Blaue Blume

Der Strahlenkranz dieser blauen Blüte, ein Auge, das ihn vom Wegesrand verschmitzt anlacht und niemals einen Rückzieher zu machen scheint. Als er sie damals 1981 zum ersten Mal auf dem Weg nach Bozen sah. Sie standen im Stau und niemand außer ihm schien sie zu bemerken oder zu kennen. Keiner kannte ihren Namen, auch sein Vater nicht, der doch sonst eigentlich alles kannte oder zumindest so tat. „Wahrscheinlich irgend so eine verwilderte Gartenpflanze. Die gibt es hier eigentlich gar nicht.“ Der mitgefahrene Nachbar in seiner ihm angeborenen Ignoranz gegenüber der dezenten Schönheit der Natur sowieso wusste gar nichts. „Kein Schimmer.“ Der konnte ruhig weiter seine Frauenschuhe fotografieren, also jene großblütigen Orchideen, die im Innerfeldtal zu finden waren. Das war so populärer Amateurfotografenvolkssport, dass es fast schon an Müll grenzte. Auch wenn er selbst damals wie heute diese Pflanzen jedesmal liebte und liebt, wenn er sie sah und sieht.
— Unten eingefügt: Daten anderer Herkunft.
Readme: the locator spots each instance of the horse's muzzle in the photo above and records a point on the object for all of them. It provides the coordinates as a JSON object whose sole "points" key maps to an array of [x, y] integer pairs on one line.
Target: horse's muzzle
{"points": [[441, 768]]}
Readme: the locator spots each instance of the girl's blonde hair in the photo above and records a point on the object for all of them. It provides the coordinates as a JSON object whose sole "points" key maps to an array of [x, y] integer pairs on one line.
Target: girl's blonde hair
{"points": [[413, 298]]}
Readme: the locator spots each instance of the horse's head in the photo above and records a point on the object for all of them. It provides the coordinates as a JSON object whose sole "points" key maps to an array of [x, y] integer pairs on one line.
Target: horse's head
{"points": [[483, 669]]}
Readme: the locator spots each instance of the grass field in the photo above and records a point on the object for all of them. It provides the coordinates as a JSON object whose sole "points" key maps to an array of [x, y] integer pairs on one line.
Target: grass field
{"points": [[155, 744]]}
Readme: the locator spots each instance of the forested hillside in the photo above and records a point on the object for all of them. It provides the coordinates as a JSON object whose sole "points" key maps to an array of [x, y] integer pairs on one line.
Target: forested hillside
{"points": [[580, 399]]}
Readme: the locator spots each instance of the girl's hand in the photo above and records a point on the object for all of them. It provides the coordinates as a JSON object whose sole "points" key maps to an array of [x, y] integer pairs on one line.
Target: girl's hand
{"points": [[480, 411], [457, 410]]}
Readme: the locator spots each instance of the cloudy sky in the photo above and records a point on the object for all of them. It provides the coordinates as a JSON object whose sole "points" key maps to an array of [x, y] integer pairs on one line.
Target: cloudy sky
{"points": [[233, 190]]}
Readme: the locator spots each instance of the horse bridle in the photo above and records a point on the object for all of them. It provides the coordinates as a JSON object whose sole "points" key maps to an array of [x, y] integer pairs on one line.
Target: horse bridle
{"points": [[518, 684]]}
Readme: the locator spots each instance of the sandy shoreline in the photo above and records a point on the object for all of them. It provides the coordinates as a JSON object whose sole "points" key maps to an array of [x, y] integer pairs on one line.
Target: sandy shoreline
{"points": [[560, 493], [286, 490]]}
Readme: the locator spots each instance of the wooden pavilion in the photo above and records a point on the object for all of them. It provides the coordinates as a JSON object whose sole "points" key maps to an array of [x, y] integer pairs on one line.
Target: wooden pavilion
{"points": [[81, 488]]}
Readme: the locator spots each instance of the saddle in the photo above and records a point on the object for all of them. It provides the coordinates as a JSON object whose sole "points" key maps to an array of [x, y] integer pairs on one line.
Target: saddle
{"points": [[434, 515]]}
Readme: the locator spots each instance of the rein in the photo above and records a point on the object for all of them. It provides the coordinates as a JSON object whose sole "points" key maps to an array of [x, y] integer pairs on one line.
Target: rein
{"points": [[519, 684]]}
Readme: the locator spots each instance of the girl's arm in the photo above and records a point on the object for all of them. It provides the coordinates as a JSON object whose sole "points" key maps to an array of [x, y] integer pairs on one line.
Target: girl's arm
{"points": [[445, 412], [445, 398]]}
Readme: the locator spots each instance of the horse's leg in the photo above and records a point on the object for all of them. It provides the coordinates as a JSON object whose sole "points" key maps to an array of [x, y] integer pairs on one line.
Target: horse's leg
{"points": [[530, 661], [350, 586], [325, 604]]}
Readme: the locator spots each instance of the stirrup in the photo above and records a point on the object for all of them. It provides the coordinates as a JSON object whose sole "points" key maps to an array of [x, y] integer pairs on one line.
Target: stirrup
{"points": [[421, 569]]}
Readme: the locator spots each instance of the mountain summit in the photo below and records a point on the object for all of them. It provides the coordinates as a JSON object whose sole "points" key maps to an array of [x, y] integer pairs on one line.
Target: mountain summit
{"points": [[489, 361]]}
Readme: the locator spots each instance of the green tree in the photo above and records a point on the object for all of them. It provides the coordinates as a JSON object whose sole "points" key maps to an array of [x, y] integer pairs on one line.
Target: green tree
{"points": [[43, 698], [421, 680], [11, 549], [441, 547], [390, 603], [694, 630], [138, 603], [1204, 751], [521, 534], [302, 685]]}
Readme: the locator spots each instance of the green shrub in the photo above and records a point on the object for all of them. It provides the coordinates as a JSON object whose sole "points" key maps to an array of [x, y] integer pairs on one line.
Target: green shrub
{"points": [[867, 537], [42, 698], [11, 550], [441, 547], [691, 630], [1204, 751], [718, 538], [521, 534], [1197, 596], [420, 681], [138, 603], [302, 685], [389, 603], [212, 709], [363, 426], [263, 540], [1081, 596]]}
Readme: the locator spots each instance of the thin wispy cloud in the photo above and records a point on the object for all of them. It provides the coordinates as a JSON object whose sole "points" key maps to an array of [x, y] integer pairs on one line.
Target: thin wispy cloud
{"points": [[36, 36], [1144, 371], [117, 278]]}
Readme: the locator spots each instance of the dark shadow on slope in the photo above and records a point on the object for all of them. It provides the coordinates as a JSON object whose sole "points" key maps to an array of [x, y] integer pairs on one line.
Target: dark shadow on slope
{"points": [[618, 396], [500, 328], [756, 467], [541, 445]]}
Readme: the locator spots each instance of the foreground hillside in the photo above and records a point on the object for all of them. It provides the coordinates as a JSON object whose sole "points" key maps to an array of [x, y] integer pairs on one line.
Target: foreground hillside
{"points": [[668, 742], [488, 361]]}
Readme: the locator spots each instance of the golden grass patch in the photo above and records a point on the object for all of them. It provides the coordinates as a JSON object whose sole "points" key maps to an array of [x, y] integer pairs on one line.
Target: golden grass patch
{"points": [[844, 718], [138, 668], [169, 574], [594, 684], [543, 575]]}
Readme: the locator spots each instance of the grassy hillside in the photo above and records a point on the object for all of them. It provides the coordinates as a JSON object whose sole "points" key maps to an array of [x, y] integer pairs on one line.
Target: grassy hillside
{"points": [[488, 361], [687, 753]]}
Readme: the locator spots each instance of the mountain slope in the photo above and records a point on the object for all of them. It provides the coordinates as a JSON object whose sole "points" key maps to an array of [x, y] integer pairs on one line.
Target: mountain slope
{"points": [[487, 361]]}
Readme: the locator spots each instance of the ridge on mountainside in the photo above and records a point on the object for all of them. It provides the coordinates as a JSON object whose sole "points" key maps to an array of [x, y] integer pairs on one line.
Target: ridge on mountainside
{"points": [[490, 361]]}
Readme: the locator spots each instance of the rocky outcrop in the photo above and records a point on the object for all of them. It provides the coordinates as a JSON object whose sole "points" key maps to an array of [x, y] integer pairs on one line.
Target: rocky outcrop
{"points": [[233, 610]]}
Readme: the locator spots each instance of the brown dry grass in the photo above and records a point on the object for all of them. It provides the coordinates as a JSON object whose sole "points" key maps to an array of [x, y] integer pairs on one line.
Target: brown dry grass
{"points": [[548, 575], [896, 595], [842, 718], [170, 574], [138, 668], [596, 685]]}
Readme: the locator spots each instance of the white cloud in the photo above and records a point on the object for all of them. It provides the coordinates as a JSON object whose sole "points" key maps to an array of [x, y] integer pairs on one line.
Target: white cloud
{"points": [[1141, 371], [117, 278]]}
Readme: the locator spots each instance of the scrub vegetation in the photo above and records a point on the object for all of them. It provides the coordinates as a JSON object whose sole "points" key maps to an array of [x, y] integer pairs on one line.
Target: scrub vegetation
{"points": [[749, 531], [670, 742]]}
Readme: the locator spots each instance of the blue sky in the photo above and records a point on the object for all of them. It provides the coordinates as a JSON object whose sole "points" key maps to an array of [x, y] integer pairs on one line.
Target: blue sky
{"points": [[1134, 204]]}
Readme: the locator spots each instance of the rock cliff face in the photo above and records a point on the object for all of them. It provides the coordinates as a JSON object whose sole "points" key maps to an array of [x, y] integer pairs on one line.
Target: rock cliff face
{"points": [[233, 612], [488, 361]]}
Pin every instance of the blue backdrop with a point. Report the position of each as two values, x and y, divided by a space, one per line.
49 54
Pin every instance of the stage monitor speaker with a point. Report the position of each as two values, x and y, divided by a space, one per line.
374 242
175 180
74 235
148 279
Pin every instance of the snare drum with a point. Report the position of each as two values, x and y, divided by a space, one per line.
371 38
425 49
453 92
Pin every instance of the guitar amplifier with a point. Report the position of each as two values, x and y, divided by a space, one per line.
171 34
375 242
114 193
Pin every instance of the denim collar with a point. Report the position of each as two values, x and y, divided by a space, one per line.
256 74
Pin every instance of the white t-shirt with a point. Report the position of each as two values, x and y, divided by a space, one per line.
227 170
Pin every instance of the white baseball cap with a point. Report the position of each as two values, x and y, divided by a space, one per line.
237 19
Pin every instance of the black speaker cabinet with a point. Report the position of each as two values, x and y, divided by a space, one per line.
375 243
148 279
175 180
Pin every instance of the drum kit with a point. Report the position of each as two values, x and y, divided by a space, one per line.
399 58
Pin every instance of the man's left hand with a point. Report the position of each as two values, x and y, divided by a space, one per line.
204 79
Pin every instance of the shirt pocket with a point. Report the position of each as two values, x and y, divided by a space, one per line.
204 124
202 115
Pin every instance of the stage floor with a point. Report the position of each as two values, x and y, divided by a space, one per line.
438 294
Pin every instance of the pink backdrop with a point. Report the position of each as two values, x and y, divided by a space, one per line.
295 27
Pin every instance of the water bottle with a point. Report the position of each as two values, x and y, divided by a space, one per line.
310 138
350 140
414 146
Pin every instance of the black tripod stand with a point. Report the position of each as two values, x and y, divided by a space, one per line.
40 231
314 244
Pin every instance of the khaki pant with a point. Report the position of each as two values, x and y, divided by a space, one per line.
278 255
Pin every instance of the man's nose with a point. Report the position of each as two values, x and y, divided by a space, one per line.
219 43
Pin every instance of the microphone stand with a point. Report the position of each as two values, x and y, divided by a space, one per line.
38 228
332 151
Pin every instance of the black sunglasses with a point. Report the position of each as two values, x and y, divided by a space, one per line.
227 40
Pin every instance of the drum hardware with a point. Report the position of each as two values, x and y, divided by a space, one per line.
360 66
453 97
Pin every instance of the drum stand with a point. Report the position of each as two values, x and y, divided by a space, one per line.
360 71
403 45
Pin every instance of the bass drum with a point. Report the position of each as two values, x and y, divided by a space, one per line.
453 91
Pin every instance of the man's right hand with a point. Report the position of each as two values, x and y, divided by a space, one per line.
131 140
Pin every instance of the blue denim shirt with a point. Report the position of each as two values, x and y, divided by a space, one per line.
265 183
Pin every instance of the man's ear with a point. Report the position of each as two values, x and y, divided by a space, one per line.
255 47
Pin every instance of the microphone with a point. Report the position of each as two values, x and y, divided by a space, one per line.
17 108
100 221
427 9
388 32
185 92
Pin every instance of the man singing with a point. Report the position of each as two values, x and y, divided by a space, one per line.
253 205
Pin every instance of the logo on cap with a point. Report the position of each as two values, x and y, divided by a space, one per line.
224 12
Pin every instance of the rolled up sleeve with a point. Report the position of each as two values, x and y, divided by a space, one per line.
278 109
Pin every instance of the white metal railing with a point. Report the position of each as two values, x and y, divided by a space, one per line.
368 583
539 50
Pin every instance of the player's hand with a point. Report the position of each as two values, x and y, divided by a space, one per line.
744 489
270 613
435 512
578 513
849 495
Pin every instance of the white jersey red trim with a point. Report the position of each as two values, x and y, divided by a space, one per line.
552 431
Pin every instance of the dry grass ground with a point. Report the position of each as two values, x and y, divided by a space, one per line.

Aber ein anderer Bewohner ihrer Pension kannte diese ihm fast mystisch erscheinende Blume, die in Deutschland nach 1945 fast ausgerottet worden war, nicht aus Bosheit, sondern aus Liebe zum Ersatzkaffee, der aus ihren Wurzeln recht einfach hergestellt werden kann. Inzwischen findet sie entlang der Autobahnen ihren Weg zurück bis in den Norden. Niemand wird in dieser vom Überfluss geprägten Gesellschaft auch nur eine Pflanze ausgraben, um die Wurzeln in der geschmiedeten Pfanne zu rösten. Dieser alte weise Mann, mit dem er später noch so manche Entdeckung in den umliegenden Wiesen gemacht hatte, einen solchen hatte er erst zehn Jahre später in einem seiner Professoren wiedergefunden, jener erste Weise nannte sie einfach Wegwarte, weil sie immer auf den Wanderer am Weg warte, der erzählte mit wahrhaft blumigen Worten deren Geschichte, ihre Verwendung als Kaffee und Armeleutegemüse. Der hatte ihm übrigens auch von den Wunderdingen der wilden, aber gelbblütigen Rauke erzählt, die erst Jahre später unter dem Namen Rucola ihren Siegeszug in deutschen Küchen antrat. Vorher hatte sie jeder Kleingärtner als Unkraut aus dem Garten gerissen.